SD3 Medium was launched on June twelfth, 2024. Like everybody else, we gained entry to the mannequin on the identical day. From then on, it’s a race to deploy the stated mannequin to Draw Things customers on iPhone, iPad and Mac. On this publish, I’ll define the instruments we used, the teachings we realized, and the distinctive optimizations we utilized to make sure the best-in-the-class efficiency throughout a broad vary of Apple gadgets.
Over the previous yr, we’ve considerably streamlined our mannequin conversion workflow. What used to take weeks with Secure Diffusion 1.4 now takes a couple of day. For instance, we carried out our FP16 model of SD3 Medium on June thirteenth, 24 hours after the discharge.
To deploy cutting-edge picture/textual content generative fashions to native gadgets, we use Swift implementations that compile natively on these platforms. This includes translating Python code, usually written in PyTorch, into Swift. We start this by organising the right Python surroundings, creating minimal viable inference code to accurately name the mannequin, inspecting the end result, after which implementing the Swift code.
PythonKit has been important for our conversion work, permitting us to run Python reference code instantly alongside our Swift reimplementation. The primary-class assist of s4nnc on CUDA techniques additionally permits us to run our Swift reimplementation on Linux techniques with CUDA, which is usually probably the most hassle-free surroundings for operating PyTorch inference code.
Our reimplementation usually includes rewriting the PyTorch mannequin right into a extra declarative Swift mannequin and evaluating outputs layer by layer. That is notably easy with transformer fashions, the place every layer follows the identical structure.
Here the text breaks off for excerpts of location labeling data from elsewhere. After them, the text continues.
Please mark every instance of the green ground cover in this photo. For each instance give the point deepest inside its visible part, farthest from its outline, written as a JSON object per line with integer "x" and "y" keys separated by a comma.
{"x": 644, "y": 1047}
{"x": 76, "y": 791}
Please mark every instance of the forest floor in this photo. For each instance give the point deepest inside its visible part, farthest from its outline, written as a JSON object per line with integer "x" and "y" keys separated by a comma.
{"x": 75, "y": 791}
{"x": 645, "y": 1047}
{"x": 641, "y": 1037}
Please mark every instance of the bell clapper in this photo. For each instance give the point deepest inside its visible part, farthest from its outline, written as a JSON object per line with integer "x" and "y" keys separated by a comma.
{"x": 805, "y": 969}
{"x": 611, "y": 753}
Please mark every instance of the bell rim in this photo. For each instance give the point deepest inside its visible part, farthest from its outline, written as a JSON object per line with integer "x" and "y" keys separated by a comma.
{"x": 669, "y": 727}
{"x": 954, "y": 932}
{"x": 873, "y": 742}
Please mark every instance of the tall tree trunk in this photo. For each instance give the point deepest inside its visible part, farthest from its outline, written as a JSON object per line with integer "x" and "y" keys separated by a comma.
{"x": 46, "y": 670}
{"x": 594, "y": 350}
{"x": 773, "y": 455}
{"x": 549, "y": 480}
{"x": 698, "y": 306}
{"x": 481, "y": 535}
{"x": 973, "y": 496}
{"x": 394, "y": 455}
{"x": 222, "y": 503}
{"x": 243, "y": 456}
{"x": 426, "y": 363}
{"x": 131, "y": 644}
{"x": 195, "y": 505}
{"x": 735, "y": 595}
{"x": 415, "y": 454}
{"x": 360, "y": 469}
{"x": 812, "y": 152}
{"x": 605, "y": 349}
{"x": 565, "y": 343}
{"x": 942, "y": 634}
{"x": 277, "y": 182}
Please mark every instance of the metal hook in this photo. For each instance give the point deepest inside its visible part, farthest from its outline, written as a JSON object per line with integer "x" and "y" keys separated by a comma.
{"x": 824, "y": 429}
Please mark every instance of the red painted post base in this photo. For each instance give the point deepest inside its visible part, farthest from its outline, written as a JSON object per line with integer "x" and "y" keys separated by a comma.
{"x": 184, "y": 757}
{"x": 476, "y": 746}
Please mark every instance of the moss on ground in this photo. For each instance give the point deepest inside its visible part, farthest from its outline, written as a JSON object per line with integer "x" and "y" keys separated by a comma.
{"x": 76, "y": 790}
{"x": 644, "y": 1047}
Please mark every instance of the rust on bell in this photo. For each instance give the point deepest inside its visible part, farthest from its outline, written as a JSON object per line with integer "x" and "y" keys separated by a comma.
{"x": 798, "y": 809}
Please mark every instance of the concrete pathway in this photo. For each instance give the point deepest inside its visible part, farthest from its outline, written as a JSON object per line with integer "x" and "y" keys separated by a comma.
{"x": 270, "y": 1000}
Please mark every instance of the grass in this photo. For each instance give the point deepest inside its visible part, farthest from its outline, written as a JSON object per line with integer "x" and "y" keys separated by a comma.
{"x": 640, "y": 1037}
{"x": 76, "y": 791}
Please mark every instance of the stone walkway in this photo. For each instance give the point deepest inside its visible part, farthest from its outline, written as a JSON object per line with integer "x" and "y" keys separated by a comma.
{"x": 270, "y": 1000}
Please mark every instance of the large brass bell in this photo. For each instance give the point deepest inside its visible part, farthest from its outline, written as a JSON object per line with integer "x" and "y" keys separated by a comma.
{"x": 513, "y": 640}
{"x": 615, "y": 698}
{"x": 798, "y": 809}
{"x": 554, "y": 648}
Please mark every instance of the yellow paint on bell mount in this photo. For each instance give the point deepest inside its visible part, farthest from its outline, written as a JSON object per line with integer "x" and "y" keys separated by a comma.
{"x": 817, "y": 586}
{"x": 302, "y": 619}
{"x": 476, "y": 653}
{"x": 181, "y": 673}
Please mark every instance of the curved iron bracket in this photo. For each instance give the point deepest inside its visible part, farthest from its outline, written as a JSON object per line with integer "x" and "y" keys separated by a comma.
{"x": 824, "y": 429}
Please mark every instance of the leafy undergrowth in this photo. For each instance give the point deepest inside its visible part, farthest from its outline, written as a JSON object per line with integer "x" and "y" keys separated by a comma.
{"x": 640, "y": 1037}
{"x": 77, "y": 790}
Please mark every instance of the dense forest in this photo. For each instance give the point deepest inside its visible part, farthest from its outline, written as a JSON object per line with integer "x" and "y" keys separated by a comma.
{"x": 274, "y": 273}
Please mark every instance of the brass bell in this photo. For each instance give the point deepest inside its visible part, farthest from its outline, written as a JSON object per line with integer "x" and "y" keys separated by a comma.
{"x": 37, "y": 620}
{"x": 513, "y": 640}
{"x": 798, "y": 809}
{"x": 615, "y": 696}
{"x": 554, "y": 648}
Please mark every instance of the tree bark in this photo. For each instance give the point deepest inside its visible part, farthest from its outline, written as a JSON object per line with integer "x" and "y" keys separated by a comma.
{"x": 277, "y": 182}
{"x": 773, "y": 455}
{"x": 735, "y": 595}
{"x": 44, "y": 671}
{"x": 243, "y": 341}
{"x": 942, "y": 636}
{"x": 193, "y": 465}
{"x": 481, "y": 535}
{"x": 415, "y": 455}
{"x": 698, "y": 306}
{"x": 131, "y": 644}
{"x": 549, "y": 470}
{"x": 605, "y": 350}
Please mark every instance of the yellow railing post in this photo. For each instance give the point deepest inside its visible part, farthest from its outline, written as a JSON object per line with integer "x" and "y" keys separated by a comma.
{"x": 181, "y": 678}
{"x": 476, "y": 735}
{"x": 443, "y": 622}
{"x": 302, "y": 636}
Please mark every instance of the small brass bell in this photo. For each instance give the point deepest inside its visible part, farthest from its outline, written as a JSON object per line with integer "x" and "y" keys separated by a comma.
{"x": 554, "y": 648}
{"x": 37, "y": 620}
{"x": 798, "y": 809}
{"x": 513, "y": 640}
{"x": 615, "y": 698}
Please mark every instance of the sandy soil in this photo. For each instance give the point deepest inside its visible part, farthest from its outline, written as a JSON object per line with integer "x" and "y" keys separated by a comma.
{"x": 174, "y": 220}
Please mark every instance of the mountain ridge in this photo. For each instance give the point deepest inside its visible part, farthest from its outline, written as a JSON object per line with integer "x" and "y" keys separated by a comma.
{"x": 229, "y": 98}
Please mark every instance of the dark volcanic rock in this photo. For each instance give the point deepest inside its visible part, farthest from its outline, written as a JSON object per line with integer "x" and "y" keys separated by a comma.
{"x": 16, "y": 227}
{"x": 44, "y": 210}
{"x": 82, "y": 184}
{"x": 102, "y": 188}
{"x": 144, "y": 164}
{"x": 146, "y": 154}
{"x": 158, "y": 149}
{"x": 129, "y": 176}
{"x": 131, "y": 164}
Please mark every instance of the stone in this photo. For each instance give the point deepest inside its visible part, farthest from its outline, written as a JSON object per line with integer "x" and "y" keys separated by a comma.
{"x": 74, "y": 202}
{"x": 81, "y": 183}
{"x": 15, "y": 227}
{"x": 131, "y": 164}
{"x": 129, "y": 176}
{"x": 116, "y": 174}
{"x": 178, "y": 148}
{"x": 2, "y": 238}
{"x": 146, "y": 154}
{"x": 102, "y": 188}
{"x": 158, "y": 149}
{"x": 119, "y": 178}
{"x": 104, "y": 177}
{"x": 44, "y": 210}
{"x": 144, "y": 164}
Our implementation: https://github.com/liuliu/swift-diffusion/blob/main/examples/sd3/main.swift#L502-L661
SD3 Ref: https://github.com/Stability-AI/sd3-ref/blob/master/mmdit.py#L11-L619
Deploying giant fashions to native gadgets typically requires weight quantization. For picture generative fashions, we fastidiously stability high quality and measurement trade-offs. With Draw Issues, we guarantee all our quantized fashions are virtually “lossless.” We concentrate on smart reductions that preserve compatibility throughout a variety of gadgets relatively than pushing for the smallest attainable mannequin measurement.
Presently, s4nnc helps restricted quantization choices, together with 4-bit, 6-bit, and 8-bit block palletization as our fundamental schemes. For diffusion fashions, we use the imply squared error metrics of the ultimate picture between quantized and non-quantized fashions to information our selections. We chosen 8-bit quantization for SD3 Medium and 6-bit for the T5 encoder.
In contrast to the UNet in SDXL/SD v1.5, SD3 Medium makes use of easy transformer blocks, limiting optimization alternatives — particularly concerning FLOPs. Nevertheless, we managed to separate the mannequin to cut back peak RAM utilization throughout the diffusion sampling course of to roughly 2.2 GiB for the quantized mannequin (round 3.3 GiB for the non-quantized mannequin).
That is attainable by observing that whereas adaptive layer norm blocks are minimal in FLOPs, they’ve a excessive parameter depend, round 670M. For the reason that enter for the adaptive layer norm contains timestep conditioning, we can not cut back FLOP computation. Nevertheless, since there aren’t any dependencies on mannequin intermediate activations, we will batch the adaptive layer norm computation of each timestep to the start of diffusion sampling unexpectedly, changing matrix-vector multiplication to matrix-matrix multiplication, which is barely extra environment friendly.
Thanks to those optimizations, we carried out the quickest SD3 Medium mannequin inference on macOS, iOS, and iPadOS techniques with minimal RAM utilization and efficiently shipped it to actual customers inside a sensible app.
Our implementations can present useful suggestions into the coaching course of. Shifting ahead, we purpose to conduct extra analysis and ablation research to discover:
1. Optimum parameter depend distribution for adaptive layer norm — may we allocate fewer parameters right here, and extra to MLP/QKV projection?
2. Evaluating extra quantization schemes to determine per-layer enhancements and establishing an unbiased immediate dataset for the long run data-free fine-tuning.
3. Leveraging torch.compile to rewrite the PyTorch mannequin in Swift, all from inside Swift utilizing PythonKit.
We’re excited to proceed our analysis and share our improvement work sooner or later.